Read — list items with a SQL query:
import json
import azure.functions as func
from azure_functions_db import DbBindings
app = func.FunctionApp()
db = DbBindings()
@app.route(route="items", methods=["GET"], auth_level=func.AuthLevel.ANONYMOUS)
@db.input("items", url="%DB_URL%",
query="SELECT * FROM items WHERE active = :active",
params={"active": True})
def list_items(req: func.HttpRequest, items: list[dict]) -> func.HttpResponse:
return func.HttpResponse(
json.dumps(items, default=str),
mimetype="application/json",
)
@db.input injects the query result as items: list[dict].
The %DB_URL% syntax resolves from app settings at runtime.
Read — single item by primary key:
@app.route(route="items/{id}", methods=["GET"], auth_level=func.AuthLevel.ANONYMOUS)
@db.input("item", url="%DB_URL%", table="items",
pk=lambda req: {"id": req.route_params["id"]})
def get_item(req: func.HttpRequest, item: dict | None) -> func.HttpResponse:
if item is None:
return func.HttpResponse("Not found", status_code=404)
return func.HttpResponse(json.dumps(item, default=str), mimetype="application/json")
Write — insert a new item:
from azure_functions_db import DbOut
@app.route(route="items", methods=["POST"], auth_level=func.AuthLevel.ANONYMOUS)
@db.output("out", url="%DB_URL%", table="items")
def create_item(req: func.HttpRequest, out: DbOut) -> func.HttpResponse:
body = req.get_json()
out.set({"name": body["name"], "price": body["price"], "active": True})

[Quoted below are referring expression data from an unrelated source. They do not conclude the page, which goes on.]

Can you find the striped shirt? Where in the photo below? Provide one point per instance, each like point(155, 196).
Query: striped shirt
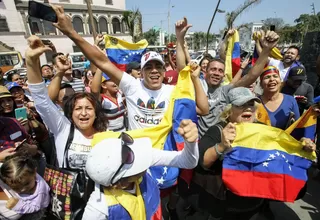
point(218, 99)
point(77, 85)
point(115, 112)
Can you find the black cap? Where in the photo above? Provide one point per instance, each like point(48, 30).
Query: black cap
point(132, 66)
point(297, 73)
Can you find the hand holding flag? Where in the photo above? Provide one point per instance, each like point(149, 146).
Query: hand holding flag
point(182, 27)
point(228, 135)
point(188, 130)
point(268, 40)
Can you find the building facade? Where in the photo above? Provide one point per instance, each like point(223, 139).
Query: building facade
point(17, 26)
point(245, 34)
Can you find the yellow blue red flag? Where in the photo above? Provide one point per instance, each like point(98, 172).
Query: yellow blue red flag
point(266, 162)
point(164, 136)
point(121, 52)
point(232, 57)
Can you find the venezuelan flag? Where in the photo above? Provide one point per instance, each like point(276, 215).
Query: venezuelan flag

return func.HttpResponse("Created", status_code=201)
@db.output injects a DbOut instance. Call out.set() with a dict (single row)
or list[dict] (batch insert). The handler return value is independent of the write.
Behavior¶
sequenceDiagram
participant Client
participant List as list_items
participant Create as create_item
participant Bindings as DbBindings
participant DB as Database
Client->>List: GET /api/items
List->>Bindings: Resolve @db.input query
Bindings->>DB: SELECT active items
DB-->>List: Query results
List-->>Client: 200 JSON array
Client->>Create: POST /api/items
Create->>Bindings: out.set(row)
Bindings->>DB: INSERT row
Create-->>Client: 201 Created
Run Locally¶
Set DB_URL in local.settings.json:
{
"Values": {
"AzureWebJobsStorage": "UseDevelopmentStorage=true",
"FUNCTIONS_WORKER_RUNTIME": "python",
"DB_URL": "postgresql+psycopg://user:pass@localhost:5432/mydb"
}
}
Expected Output¶
GET /api/items
-> 200 [{"id": 1, "name": "Widget", "price": 9.99, "active": true}]
GET /api/items/1
-> 200 {"id": 1, "name": "Widget", "price": 9.99, "active": true}
POST /api/items {"name": "Gadget", "price": 19.99}
-> 201 Created
Production Considerations¶
- Scaling: each function instance creates its own connection pool; monitor pool exhaustion under high concurrency.
- Retries: clients should retry on transient 5xx errors; writes should be idempotent (use upsert with
action="upsert"andconflict_columns). - Idempotency: accept client-supplied IDs or use natural keys to prevent duplicate inserts on retry.
- Observability: log request correlation IDs alongside query parameters and row counts.
- Connection pooling:
azure-functions-db-pythoncreates engines lazily; useEngineProviderwhen sharing connections across bindings.
Scaffold Starter¶
The db-api profile generates a project with openapi, validation, and db integrations pre-wired.